3) The current College Football Playoff committee has absolutely zip to do with the old BCS rankings and bowl selection. The idea that this is some type of revenge ploy against Chris Peterson makes absolutely no sense since this is a totally different group of people.
I myself had Texas A&M ahead of Washington at #4 two weeks ago, before Washington played Utah.
I do a fresh set of rankings every week, paying no regard to the previous week and not having a system of "move up" or "move down." Like the CFP committee, I look at resume and total body of work. Two weeks ago (Oct. 23), Washington did not have a very impressive total body of work. Their best win was over a pretty mediocre Stanford team. I ranked them at #9, behind then-undefeated Boise State and Baylor, both of which had better wins at the time (WSU and OSU, respectively), and then-one-loss Texas A&M, Louisville and Ohio State, which all had losses to quality teams and markedly better wins than Washington. In the case of Texas A&M, at that time they had beaten Tennessee, which was #12 for me that week, and Auburn (#11) and Arkansas (unranked, but closer to being ranked than Stanford). That's a better total body of work than what Washington's was at that time.
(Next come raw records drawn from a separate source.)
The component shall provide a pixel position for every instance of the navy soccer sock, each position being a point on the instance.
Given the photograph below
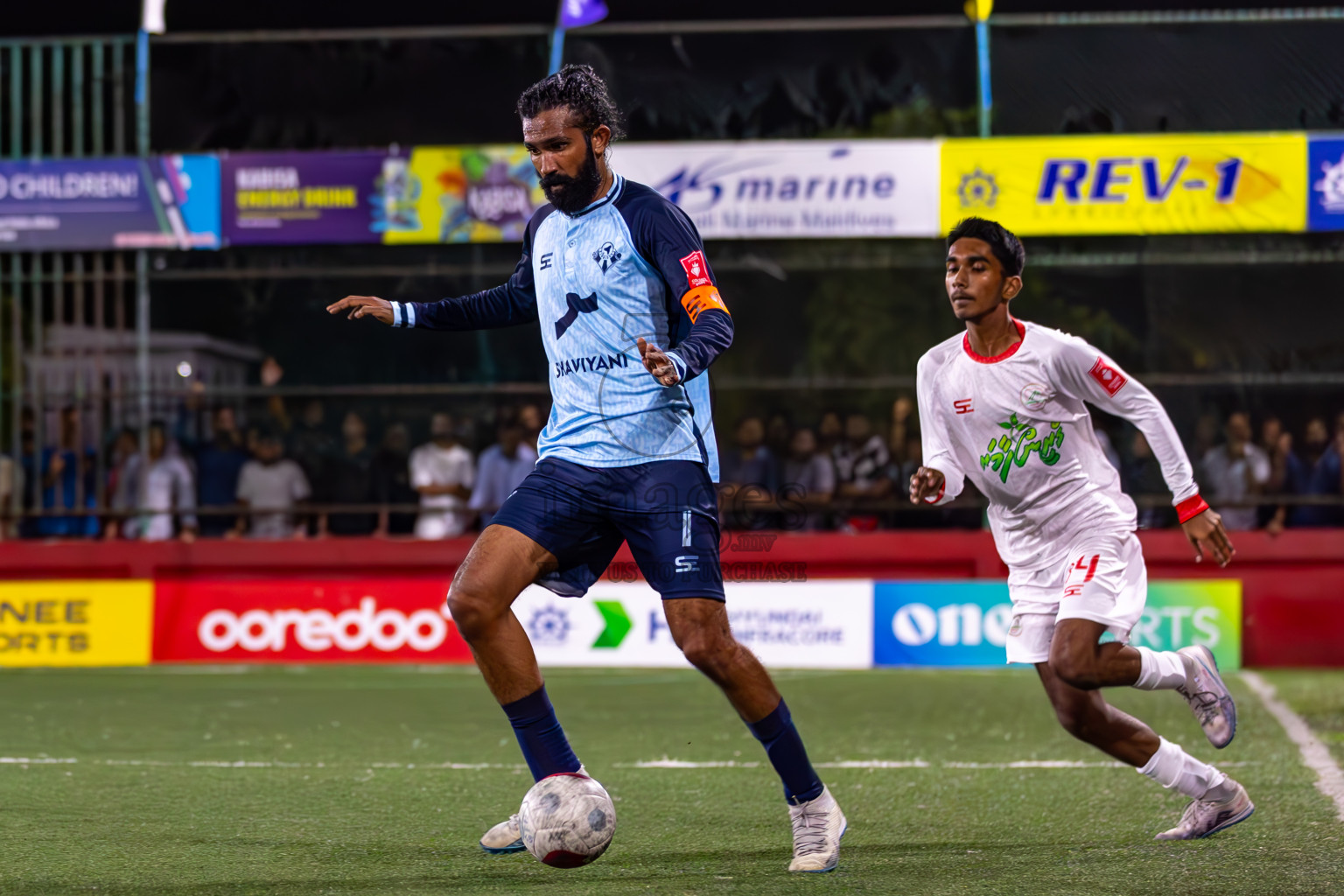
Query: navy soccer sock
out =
(541, 737)
(788, 755)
When Washington beat Utah, suddenly they had a top 25 win and that was enough, combined with the premium of being unbeaten, to make them #4 for me. It amused me when, that same week, the committee made the move that I had just unmade. But I understood it. I really respect this committee for looking at total body of work and not letting teams skate by on garbage schedules just for being undefeated (like when they correctly denied 2014 FSU the top two spots despite their being the only unbeaten). Now, I think Washington will move into the fourth slot. OSU, unlike TAMU, did not lose to a top four team. And Louisville does not have a signature win. If they committee works similarly to how I do, which I think they do, Washington is a very likely choice for the #4 ranking.